Me duele todo el cuerpo, no siento las piernas, los pulmones me arden por tanto polvo que he estado respirando, siento en mi pecho una inmensa masa de tierra que se coagula, asfixiándome. Estoy llorando porque a mi alrededor los símbolos son muchos y están en el poco espacio que poseo, en el fragmento de vida que se me ofrece como el último acompañamiento. ¿Dónde están todas las horas y minutos que hicieron el amor bajo estas paredes? Oscuro. Silencio. Grito nuevamente y sólo me sale un quejido ronco como si los pulmones ya fueran de piedra derrumbada. ¿Dónde está todo ese amor que cobije bajo estos muros? Sólo el silencio domina, como una presencia que me revienta los tímpanos, me sangran los oídos, no lo soporto.

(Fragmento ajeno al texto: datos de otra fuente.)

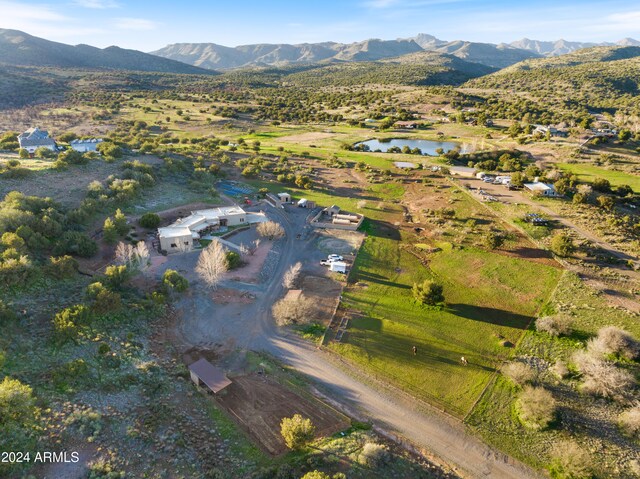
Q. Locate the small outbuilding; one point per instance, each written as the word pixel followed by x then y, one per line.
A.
pixel 90 144
pixel 203 372
pixel 542 189
pixel 284 197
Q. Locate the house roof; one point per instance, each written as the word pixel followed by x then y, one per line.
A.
pixel 539 186
pixel 35 137
pixel 174 232
pixel 213 377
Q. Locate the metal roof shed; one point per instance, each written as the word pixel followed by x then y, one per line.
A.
pixel 213 377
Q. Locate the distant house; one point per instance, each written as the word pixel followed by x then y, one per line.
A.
pixel 180 235
pixel 539 188
pixel 409 125
pixel 86 145
pixel 35 138
pixel 465 171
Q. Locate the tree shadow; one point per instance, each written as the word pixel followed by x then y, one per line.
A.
pixel 499 317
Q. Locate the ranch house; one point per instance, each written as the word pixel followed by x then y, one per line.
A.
pixel 35 138
pixel 90 144
pixel 180 235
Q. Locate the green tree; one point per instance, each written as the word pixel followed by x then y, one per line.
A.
pixel 149 220
pixel 316 475
pixel 297 431
pixel 110 232
pixel 605 202
pixel 562 245
pixel 174 281
pixel 602 185
pixel 17 403
pixel 493 240
pixel 428 292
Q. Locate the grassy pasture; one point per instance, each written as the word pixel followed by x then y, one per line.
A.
pixel 590 173
pixel 490 299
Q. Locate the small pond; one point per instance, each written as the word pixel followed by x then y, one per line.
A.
pixel 428 147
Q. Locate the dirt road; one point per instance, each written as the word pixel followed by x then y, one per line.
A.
pixel 251 327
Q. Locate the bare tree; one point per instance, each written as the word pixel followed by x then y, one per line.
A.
pixel 212 264
pixel 271 230
pixel 291 275
pixel 289 310
pixel 254 247
pixel 142 254
pixel 124 254
pixel 602 377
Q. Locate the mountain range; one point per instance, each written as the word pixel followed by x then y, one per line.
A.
pixel 22 49
pixel 219 57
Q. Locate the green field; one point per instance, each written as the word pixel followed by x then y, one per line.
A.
pixel 490 299
pixel 590 173
pixel 493 416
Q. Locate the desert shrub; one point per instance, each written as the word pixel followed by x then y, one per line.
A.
pixel 174 281
pixel 555 325
pixel 149 220
pixel 519 373
pixel 62 267
pixel 104 300
pixel 14 270
pixel 67 322
pixel 233 260
pixel 629 422
pixel 316 475
pixel 374 455
pixel 603 378
pixel 292 311
pixel 560 369
pixel 613 340
pixel 116 276
pixel 536 407
pixel 297 431
pixel 562 245
pixel 6 313
pixel 73 242
pixel 570 461
pixel 428 293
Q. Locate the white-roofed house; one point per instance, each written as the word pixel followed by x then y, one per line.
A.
pixel 542 189
pixel 180 235
pixel 35 138
pixel 90 144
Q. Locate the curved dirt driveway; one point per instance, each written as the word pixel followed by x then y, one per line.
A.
pixel 446 438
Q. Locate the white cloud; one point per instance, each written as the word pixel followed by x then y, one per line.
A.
pixel 19 13
pixel 96 4
pixel 135 24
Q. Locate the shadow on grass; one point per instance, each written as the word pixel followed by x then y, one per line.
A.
pixel 378 279
pixel 495 316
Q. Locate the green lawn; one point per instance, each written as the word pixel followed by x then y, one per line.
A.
pixel 490 298
pixel 590 173
pixel 493 417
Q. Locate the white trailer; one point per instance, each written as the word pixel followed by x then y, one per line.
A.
pixel 338 267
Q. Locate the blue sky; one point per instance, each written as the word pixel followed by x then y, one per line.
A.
pixel 148 25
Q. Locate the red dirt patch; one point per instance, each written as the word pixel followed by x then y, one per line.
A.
pixel 258 404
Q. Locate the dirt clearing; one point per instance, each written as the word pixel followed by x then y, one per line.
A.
pixel 258 404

Antes que ningún otro símbolo está el oso de peluche de mi hija, ya no la veré crecer, atravesado por una varilla de concreto, como el cadáver de un futuro que ya no será. Atravesado por un accidente, por un daño, por una tragedia, por el golpe de la piedra, veo su sangre correr tan roja como la mía haciendo un río inmenso que es negro y oscuro. Mi oídos sangran tanto que no puedo controlar la marea, veo peces que surgen de la tierra negra como instantes que me recuerdan fragmentos de mi vida: el cumpleaños de mi hija pequeña, la noche en que cenamos tacos a las luz de las velas, el beso de mi esposo antes de salir a trabajar. He puesto en peligro mis recuerdos al evocarlos, porque el río negro y espeso sigue creciendo y ya se ha llevado el peluche de mi hija, ya lo ha arrastrado por un agujero aún más negro. Hay un ruido.

Veo un hilito de luz que se cuela. La esperanza me da un beso en la boca y grito libremente y de mi boca sale todo el humo, todo el polvo, y toda la noche.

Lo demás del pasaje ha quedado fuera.